And Chaos Died
- Cover of 1970 Ace Books first edition
- Author: Joanna Russ
- Cover artist: Leo and Diane Dillon
- Language: English
- Genre: Science fiction
- Publisher: Ace Books
- Publication date: 1970
- Publication place: United States
- Media type: Print (hardback & paperback)
- Pages: 189
- ISBN: 0-425-04135-2 (1979 edition)
- OCLC: 6775846

= And Chaos Died =

1970 novel by Joanna Russ

And Chaos Died (1970) is a science fiction novel by American writer Joanna Russ. Its setting is a dystopian projection of modern society, in which Earth's population has continued to grow, with the effects somewhat mitigated by advanced technology. The novel was nominated for the 1970 Nebula Award.

==Plot==

On the grossly-overpopulated planet, remnants of "nature" exist only in the isolated areas not covered by housing, industry and industrial farming. Creativity and individuality are suppressed and channeled into rigid social formats. A powerful bureaucracy/police state oversees the acts of all citizens. Its purpose is to maintain control for the planetary elite, and to that end it is prepared to resort to any method, however ruthless.
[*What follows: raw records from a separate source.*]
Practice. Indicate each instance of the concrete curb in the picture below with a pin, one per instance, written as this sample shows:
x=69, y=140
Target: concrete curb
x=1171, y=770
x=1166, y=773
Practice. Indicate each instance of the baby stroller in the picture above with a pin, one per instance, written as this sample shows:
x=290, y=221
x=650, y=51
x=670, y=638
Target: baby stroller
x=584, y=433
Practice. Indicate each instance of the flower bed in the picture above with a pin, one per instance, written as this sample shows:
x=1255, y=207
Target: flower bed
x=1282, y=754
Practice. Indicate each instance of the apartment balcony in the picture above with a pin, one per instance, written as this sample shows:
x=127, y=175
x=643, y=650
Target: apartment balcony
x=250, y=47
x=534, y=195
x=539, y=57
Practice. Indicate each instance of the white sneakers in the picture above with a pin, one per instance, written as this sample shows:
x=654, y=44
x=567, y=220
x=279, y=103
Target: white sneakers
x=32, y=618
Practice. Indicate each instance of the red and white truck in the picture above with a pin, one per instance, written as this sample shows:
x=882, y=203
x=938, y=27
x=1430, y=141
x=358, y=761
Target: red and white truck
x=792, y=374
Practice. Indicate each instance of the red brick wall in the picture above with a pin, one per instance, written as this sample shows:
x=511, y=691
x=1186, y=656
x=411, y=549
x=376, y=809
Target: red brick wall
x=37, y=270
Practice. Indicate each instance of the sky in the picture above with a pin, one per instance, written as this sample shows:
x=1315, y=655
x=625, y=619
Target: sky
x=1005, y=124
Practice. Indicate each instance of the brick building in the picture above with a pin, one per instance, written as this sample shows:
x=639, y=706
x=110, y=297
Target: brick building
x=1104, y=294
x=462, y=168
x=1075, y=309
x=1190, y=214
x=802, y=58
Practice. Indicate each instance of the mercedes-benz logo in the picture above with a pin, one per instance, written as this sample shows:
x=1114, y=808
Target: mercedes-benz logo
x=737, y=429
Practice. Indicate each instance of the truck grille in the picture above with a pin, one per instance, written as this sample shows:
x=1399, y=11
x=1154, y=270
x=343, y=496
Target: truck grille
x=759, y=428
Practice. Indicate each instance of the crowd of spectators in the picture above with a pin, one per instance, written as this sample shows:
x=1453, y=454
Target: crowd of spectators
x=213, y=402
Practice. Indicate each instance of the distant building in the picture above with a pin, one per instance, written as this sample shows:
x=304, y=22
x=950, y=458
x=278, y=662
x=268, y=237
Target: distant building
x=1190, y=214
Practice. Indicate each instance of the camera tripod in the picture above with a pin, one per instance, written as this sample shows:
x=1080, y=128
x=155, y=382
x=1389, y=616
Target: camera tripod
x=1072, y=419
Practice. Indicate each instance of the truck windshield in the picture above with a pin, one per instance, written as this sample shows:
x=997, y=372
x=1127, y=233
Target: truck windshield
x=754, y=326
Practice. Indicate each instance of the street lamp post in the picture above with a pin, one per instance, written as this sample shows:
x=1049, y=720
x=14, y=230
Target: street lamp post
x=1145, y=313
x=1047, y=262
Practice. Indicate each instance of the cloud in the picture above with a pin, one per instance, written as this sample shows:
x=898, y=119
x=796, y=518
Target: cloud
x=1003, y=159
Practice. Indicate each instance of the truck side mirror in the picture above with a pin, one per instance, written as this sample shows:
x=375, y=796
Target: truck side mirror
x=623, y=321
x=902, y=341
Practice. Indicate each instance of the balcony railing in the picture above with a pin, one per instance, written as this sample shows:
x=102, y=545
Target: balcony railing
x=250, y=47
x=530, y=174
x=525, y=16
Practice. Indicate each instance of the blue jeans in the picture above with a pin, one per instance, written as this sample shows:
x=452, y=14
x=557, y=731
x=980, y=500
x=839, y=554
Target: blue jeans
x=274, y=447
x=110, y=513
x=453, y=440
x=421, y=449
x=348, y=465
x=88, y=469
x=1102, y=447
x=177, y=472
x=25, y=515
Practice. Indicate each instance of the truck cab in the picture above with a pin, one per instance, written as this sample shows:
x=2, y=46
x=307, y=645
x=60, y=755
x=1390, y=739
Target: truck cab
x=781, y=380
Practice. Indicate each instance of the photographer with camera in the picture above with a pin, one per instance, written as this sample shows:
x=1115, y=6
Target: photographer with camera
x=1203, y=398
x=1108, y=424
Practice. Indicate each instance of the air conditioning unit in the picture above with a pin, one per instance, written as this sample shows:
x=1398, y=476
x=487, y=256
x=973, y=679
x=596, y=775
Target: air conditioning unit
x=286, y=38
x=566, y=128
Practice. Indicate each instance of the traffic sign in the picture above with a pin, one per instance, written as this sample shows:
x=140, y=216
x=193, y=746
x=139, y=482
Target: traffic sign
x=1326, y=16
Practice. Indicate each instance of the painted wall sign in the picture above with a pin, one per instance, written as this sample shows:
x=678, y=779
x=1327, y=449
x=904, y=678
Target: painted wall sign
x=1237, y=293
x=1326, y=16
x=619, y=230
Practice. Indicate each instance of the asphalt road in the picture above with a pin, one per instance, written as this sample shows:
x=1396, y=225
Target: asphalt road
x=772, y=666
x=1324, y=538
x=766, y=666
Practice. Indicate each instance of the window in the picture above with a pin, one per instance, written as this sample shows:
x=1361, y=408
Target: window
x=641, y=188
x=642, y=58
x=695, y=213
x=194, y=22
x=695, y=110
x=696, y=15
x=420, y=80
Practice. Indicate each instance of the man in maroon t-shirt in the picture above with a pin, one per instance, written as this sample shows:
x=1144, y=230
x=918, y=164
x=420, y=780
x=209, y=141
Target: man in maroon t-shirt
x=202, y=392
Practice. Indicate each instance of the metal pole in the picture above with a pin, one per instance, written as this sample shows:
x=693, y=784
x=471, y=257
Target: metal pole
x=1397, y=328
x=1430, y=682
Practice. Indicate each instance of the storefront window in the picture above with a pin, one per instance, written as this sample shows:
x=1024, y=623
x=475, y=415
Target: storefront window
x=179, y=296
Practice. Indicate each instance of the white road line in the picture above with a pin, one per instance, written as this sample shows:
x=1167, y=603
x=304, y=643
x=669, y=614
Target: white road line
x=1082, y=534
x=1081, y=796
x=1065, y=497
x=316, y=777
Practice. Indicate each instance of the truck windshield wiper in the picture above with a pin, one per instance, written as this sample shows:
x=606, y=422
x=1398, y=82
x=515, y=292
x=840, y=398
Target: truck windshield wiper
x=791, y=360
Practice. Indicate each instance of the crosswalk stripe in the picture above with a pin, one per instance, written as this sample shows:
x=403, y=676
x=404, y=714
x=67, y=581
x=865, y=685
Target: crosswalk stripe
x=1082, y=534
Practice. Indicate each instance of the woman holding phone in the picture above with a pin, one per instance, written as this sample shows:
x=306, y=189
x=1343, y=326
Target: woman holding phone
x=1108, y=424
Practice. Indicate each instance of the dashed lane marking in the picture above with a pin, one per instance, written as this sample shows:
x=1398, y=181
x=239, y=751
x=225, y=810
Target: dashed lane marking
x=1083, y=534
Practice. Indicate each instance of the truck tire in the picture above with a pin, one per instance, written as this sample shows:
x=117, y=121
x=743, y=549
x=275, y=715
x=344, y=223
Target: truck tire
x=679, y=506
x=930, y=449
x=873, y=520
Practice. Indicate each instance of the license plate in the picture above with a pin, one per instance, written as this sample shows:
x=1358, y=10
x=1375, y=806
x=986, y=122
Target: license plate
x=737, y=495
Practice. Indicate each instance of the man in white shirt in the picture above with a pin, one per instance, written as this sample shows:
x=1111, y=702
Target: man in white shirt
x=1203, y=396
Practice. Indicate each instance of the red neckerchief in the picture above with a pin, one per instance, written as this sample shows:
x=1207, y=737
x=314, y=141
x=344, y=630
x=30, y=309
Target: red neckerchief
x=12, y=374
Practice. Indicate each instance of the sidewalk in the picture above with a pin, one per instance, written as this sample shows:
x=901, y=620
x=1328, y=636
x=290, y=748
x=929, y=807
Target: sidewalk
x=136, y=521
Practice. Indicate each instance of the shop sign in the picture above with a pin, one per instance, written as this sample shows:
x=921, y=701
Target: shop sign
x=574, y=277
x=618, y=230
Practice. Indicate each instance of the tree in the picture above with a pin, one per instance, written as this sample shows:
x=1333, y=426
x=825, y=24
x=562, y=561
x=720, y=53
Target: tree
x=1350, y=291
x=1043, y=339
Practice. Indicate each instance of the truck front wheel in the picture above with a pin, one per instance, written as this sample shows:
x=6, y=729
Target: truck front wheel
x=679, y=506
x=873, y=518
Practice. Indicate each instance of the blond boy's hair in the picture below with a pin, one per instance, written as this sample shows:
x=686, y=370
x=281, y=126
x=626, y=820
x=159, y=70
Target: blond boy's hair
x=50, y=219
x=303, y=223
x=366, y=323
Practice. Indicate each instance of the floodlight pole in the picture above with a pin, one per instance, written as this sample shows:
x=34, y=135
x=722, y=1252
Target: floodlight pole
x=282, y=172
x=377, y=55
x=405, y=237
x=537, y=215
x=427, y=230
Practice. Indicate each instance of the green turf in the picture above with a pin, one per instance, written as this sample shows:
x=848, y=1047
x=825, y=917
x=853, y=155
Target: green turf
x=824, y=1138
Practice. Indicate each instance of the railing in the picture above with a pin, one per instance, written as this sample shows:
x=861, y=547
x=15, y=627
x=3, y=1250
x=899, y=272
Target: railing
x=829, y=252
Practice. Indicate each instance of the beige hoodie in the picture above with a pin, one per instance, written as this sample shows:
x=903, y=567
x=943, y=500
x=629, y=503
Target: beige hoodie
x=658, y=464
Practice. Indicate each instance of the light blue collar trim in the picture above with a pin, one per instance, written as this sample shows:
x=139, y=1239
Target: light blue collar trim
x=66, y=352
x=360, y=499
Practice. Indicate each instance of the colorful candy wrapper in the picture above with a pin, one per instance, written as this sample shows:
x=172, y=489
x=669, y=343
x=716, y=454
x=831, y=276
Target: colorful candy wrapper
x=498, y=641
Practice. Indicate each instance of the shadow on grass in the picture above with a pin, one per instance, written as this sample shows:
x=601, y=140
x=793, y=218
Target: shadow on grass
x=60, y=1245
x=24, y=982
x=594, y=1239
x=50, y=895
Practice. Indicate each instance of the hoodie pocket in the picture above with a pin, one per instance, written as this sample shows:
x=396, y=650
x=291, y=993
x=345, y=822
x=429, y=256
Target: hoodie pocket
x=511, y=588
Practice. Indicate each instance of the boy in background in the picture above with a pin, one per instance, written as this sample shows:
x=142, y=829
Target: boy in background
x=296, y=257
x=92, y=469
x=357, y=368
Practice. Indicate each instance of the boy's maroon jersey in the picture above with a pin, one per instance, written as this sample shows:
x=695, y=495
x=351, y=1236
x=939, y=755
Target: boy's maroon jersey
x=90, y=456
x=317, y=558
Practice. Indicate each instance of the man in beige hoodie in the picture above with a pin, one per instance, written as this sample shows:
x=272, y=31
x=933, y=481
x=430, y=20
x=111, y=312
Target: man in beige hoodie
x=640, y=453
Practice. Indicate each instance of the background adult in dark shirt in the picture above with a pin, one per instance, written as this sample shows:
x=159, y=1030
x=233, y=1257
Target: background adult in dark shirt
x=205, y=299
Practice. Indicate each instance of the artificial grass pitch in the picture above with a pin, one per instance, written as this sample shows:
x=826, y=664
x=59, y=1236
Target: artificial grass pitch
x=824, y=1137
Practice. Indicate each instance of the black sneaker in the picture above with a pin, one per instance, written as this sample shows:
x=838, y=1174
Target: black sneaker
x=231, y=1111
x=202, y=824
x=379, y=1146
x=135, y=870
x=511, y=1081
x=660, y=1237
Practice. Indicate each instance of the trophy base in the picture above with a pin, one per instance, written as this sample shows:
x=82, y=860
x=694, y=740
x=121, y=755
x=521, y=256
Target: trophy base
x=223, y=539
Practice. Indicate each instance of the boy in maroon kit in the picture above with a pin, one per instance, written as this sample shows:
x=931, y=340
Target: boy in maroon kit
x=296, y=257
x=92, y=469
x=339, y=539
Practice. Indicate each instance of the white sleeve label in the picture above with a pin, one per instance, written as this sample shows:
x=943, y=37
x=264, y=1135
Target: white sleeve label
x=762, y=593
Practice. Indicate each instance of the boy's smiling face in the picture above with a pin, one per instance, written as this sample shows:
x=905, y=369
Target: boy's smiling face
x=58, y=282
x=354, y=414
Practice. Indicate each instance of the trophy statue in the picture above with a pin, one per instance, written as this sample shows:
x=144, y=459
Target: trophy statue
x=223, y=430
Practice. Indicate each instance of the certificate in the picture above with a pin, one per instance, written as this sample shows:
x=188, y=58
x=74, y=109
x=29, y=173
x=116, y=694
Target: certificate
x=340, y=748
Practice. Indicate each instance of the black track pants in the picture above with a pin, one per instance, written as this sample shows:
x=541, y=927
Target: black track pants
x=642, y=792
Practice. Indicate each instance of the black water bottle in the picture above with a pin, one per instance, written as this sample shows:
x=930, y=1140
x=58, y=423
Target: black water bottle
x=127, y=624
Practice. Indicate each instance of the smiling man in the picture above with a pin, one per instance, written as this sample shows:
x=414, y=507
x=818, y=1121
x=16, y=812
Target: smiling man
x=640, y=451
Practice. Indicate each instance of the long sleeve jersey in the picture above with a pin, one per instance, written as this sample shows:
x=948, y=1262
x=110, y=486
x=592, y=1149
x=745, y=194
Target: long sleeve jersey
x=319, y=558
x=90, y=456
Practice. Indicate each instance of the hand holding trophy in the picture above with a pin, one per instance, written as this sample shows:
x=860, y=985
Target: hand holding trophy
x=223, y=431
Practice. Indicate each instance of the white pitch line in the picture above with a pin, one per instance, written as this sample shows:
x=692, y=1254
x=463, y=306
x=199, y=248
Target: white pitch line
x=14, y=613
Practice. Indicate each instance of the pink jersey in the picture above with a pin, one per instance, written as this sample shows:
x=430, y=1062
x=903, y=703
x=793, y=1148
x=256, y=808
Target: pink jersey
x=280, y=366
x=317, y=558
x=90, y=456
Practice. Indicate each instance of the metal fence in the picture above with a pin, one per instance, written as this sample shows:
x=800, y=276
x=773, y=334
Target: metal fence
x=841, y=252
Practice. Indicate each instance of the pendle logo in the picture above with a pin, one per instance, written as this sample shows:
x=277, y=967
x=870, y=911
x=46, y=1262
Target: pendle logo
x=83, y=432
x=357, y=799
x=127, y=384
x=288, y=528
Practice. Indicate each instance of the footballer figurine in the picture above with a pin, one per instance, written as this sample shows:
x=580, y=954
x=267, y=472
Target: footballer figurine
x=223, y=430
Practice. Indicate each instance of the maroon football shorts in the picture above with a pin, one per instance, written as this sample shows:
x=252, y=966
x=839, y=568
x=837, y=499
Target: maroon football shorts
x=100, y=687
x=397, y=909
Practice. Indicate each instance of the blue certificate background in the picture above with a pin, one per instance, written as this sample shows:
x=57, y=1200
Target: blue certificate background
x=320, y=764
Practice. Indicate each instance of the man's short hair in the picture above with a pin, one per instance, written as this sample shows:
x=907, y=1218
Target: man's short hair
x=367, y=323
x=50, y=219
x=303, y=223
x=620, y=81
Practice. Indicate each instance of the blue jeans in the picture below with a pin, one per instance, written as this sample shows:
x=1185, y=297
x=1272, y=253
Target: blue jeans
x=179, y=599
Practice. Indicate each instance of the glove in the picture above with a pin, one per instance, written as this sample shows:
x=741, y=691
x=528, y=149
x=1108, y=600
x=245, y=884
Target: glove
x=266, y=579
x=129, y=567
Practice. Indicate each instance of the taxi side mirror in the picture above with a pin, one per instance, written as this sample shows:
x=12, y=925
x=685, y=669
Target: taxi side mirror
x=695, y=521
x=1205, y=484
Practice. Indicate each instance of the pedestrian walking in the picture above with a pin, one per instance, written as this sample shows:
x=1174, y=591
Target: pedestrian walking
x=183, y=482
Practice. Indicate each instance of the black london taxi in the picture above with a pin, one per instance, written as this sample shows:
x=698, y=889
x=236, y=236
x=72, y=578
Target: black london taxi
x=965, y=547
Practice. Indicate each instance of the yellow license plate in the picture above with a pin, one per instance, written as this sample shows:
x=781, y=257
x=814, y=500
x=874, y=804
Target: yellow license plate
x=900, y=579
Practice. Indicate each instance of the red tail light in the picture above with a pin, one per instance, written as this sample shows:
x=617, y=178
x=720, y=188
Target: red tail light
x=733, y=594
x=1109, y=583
In contrast to all this, the author introduces another planet on which human development has followed a diametrically opposite path: the natural world is respected; population is limited; and each individual is encouraged to develop uniquely. On this other world, human beings are known to be basically "spiritual", and immortal in nature. Telepathy and telekinesis are developed as much and as rapidly as possible.

As the narrative progresses, a confrontation develops between these different systems.

==Reception==
And Chaos Died was nominated for the 1970 Nebula Award.

James Blish praised the novel, saying "The totality is impressive not only for its inventiveness and the brilliance of its technique, but because the fantastic central assumption has been used to tell you real things about the real human psyche."

In 2011, Lee Mandelo writing in Reactor, called And Chaos Died, "a strange, psychedelic book that, in many ways, doesn’t age well" and "my least favorite of Russ’s works; I wouldn’t likely read it again, beautiful as it is."

==Sources==
- Samuel R. Delany, The Order of "Chaos" (review), in Science Fiction Studies 6, 3 (November 1979).